First look into the data. Could it be because there is a bias in collecting the training data? Is there a way to get labels on a more diverse set of \(X\)? If data-level intervention were not enough, would it be feasible to build a reward function that provides \(Y\) s for all \(X\) s during the training time? Or maybe we actually should solve a related problem where labels are more readily available. For example, user satisfaction score out of 5 is difficult to measure for all users, but whether they renew their subscription after some months is measurable for all.

If you have already addressed the problems at the data level and are looking for more, or just wanted to explore solution at the model level, here are some starter suggestions:

  1. come up with a pre-training task of self-supervised learning that relies only on \(X\) and no \(Y\), so that the model learns from all of \(X\), rather than \(X\) that has label,
  2. any domain adaptation-related technique,
  3. importance-weigh examples where \(X_{\text{train}}\) is more similar to \(X_{\text{test}}\) during the supervised learning.
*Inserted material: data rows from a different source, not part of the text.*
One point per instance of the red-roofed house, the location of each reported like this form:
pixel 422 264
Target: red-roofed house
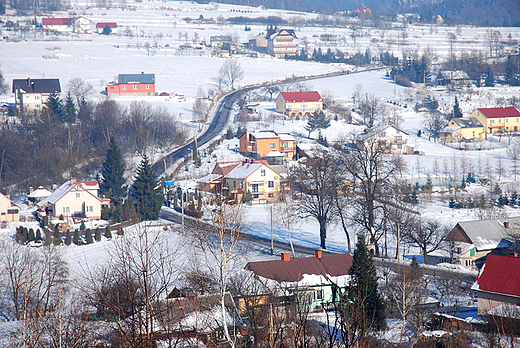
pixel 74 199
pixel 100 26
pixel 498 120
pixel 498 284
pixel 298 103
pixel 62 25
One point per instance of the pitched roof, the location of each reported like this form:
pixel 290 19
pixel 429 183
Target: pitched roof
pixel 299 97
pixel 37 85
pixel 111 25
pixel 136 78
pixel 499 275
pixel 293 270
pixel 57 21
pixel 66 188
pixel 509 111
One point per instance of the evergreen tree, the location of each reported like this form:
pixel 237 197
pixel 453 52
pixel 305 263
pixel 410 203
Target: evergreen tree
pixel 55 105
pixel 317 120
pixel 108 233
pixel 88 236
pixel 457 113
pixel 490 78
pixel 361 307
pixel 146 191
pixel 70 110
pixel 68 238
pixel 113 182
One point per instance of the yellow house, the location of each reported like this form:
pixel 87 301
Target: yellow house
pixel 74 199
pixel 298 103
pixel 498 120
pixel 470 128
pixel 258 178
pixel 8 210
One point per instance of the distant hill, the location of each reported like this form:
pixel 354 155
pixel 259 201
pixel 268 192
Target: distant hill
pixel 475 12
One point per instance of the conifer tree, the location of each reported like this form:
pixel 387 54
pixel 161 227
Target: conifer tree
pixel 362 309
pixel 146 191
pixel 457 113
pixel 68 238
pixel 113 182
pixel 88 236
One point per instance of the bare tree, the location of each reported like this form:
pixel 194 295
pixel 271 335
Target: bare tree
pixel 315 180
pixel 230 73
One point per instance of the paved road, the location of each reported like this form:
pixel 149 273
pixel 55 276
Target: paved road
pixel 217 125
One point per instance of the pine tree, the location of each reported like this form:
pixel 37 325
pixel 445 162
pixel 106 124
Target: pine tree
pixel 146 191
pixel 97 235
pixel 113 182
pixel 362 308
pixel 457 113
pixel 70 110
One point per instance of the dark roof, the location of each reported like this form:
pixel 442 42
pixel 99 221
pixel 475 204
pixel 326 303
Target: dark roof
pixel 136 78
pixel 500 275
pixel 509 111
pixel 471 122
pixel 293 270
pixel 37 85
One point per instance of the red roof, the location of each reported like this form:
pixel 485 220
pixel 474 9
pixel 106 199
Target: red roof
pixel 509 111
pixel 293 270
pixel 111 25
pixel 500 274
pixel 298 97
pixel 56 21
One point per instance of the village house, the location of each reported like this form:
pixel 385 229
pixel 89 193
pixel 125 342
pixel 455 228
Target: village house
pixel 74 199
pixel 498 120
pixel 257 178
pixel 298 104
pixel 281 43
pixel 498 287
pixel 268 144
pixel 314 279
pixel 455 78
pixel 476 239
pixel 100 26
pixel 32 94
pixel 9 211
pixel 132 85
pixel 60 25
pixel 395 139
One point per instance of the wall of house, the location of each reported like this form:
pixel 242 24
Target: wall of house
pixel 131 89
pixel 72 204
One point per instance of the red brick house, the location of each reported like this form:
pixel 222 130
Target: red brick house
pixel 132 84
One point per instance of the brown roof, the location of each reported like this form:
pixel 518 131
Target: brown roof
pixel 293 270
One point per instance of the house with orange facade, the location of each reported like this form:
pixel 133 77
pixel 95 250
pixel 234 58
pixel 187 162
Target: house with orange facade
pixel 132 85
pixel 498 120
pixel 298 104
pixel 268 144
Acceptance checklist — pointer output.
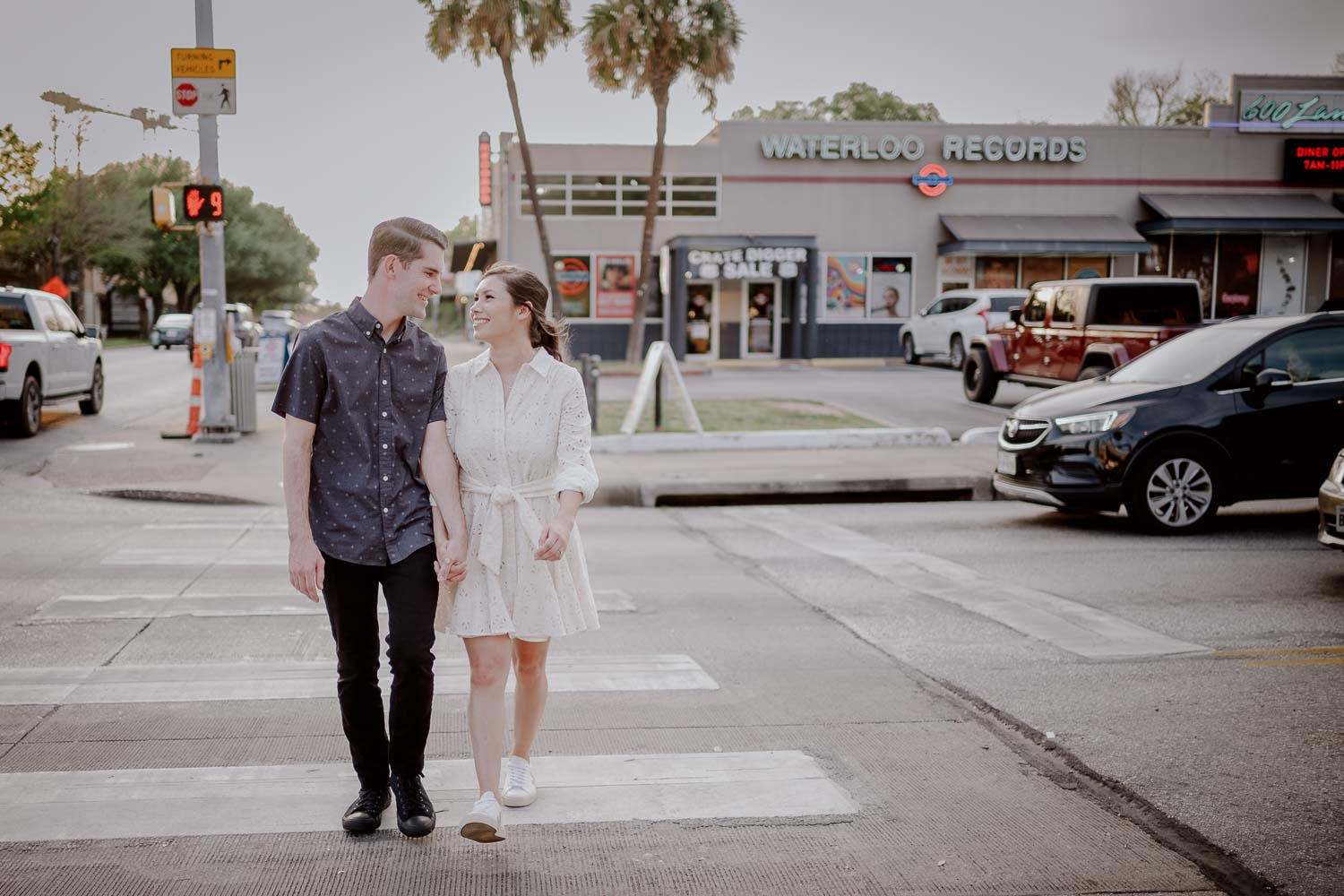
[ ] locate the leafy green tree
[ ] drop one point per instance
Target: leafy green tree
(857, 102)
(500, 29)
(1161, 99)
(644, 46)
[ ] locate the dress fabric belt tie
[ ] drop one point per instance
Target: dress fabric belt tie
(491, 549)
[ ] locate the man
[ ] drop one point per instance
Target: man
(365, 447)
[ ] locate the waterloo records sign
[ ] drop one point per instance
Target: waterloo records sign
(203, 81)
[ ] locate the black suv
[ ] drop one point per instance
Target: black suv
(1247, 409)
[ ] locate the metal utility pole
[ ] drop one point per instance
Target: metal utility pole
(217, 424)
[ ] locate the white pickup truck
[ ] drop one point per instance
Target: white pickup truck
(46, 357)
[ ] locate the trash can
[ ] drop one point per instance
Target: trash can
(242, 389)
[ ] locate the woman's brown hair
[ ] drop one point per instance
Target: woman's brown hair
(527, 290)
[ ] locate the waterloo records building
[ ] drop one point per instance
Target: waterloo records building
(820, 239)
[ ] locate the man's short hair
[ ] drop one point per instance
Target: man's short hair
(402, 237)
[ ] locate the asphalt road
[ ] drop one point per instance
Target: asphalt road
(897, 395)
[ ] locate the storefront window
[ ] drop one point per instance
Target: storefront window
(1035, 269)
(890, 287)
(996, 271)
(1153, 263)
(1338, 266)
(1193, 258)
(876, 288)
(1238, 274)
(1088, 266)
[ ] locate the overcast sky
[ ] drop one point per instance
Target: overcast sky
(346, 120)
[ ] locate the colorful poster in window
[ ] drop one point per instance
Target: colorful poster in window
(574, 282)
(616, 287)
(847, 285)
(889, 288)
(996, 271)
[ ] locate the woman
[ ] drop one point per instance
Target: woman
(521, 432)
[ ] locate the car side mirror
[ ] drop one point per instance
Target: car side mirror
(1271, 378)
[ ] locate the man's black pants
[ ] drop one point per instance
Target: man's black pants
(351, 597)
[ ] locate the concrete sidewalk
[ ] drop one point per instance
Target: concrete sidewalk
(249, 470)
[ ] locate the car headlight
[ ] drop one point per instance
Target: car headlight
(1091, 424)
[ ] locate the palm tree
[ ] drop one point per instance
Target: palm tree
(483, 29)
(644, 46)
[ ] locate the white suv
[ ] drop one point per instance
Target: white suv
(945, 327)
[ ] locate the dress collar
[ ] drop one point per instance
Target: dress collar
(542, 363)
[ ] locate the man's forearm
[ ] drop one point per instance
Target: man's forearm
(298, 465)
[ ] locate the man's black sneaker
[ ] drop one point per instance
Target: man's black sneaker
(366, 813)
(414, 810)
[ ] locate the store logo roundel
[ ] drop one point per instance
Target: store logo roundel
(932, 180)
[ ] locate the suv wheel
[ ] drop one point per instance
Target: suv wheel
(978, 379)
(908, 349)
(957, 352)
(1172, 492)
(93, 403)
(24, 416)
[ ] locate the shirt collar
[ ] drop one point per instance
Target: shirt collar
(368, 324)
(542, 363)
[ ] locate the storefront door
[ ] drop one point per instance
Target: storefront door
(702, 319)
(761, 319)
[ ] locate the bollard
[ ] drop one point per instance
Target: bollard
(589, 367)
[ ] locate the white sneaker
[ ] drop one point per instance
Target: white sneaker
(519, 786)
(486, 823)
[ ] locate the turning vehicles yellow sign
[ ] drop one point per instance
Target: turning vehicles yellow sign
(203, 62)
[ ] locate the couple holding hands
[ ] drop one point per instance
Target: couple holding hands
(454, 489)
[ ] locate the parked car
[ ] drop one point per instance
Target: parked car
(1247, 409)
(1077, 330)
(46, 357)
(1330, 501)
(946, 327)
(171, 330)
(281, 323)
(246, 328)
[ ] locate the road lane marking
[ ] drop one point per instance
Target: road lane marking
(207, 605)
(1069, 625)
(304, 680)
(1298, 661)
(1271, 651)
(271, 799)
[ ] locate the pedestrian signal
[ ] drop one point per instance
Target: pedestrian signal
(161, 209)
(203, 202)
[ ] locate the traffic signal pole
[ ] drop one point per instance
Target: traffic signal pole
(217, 421)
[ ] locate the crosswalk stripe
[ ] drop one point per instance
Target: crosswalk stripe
(260, 799)
(300, 680)
(289, 603)
(1070, 625)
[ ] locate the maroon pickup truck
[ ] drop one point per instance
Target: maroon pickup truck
(1075, 330)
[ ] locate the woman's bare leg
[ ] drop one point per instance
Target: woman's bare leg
(489, 659)
(530, 694)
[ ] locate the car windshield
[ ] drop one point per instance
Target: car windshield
(13, 314)
(1188, 358)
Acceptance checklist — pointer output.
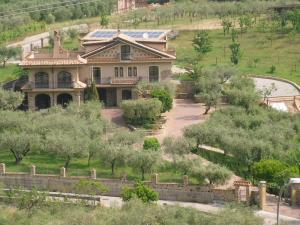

While both the data- and model-centric approaches are valid, it is always helpful to explicitly list the causes and estimate their impact, because if you realized there is a systematic and yet fixable bias in data collection, no model approach is likely more fruitful than simply addressing it directly.

2. Concept shift

A lot of real-world cases of concept shift is temporal/geographical, meaning you can observe this in the datasets collected with the “same” method from different time periods or areas. For example, if my model were to guess the fed funds rate \(Y\) based on the inflation rate \(X\), it should return something very different between 1960s vs 2020s. To discover whether I have a concept shift, practically speaking, I’d first check if there is a covariate shift and try to get rid of it. If I achieved some amount of \(P(X)\) parity between training and test, then I can start attributing the gap in \(y\) to some concept shift and think about why this is happening. In my fed fund rate prediction model example, I could train two models with data from different eras, give the same input, and observe how the their outputs differ. Obviously this is not very theoretically foolproof, because \(f\) is not a perfect representation of \(P(Y \vert X)\), but if I wanted to quanitfy the concept shift, I found a method like this to be a practical proxy measure.

Notice what I left out in my model example here: the time at which the inflation rate is from. Often, introducing new features that can explain such a shift is the best thing to do, e.g., cyclical pattern, trend, any feature with more granular information. If the cause is indeed cyclical, introducing a relevant feature will be relatively easy. However, if it’s trend, which may not always have the same momentum and direction as they did in the past, it will be more challenging. If the shift is temporal in nature, in addition to introducing new features, you could train the model more frequently or do online learning. Sometimes the best thing you can do is to provide the hindsight as quickly as possible.

Final Thoughts

Whenever I read papers, I am amazed by new techniques that people have tried and worked. But in my day-to-day life in improving my own ML problems, trying out these new techniques with the biggest benchmark improvement does not automatically give me the biggest bang for the buck. Rather, understanding the current problem in depth, such as with the methods I talked about above, is tremendously helpful in navigating my next set of experiments to try.

But this is not to say reading papers discussing the state-of-the-art(SOTA) techniques doesn’t help. On the contrary, it is immensely helpful, not necessarily because they give me a new experiment idea to try, but more often because it is trying to expose a new problem; what the current SOTA fails to address, and what “style” of approaches they are taking to solve it. That inspires me a new way to parse my own problem. The internet loves to talk about LLM and vision, where the features are relatively obvious and benchmarks are plenty. In reality, so much hinges on just the data.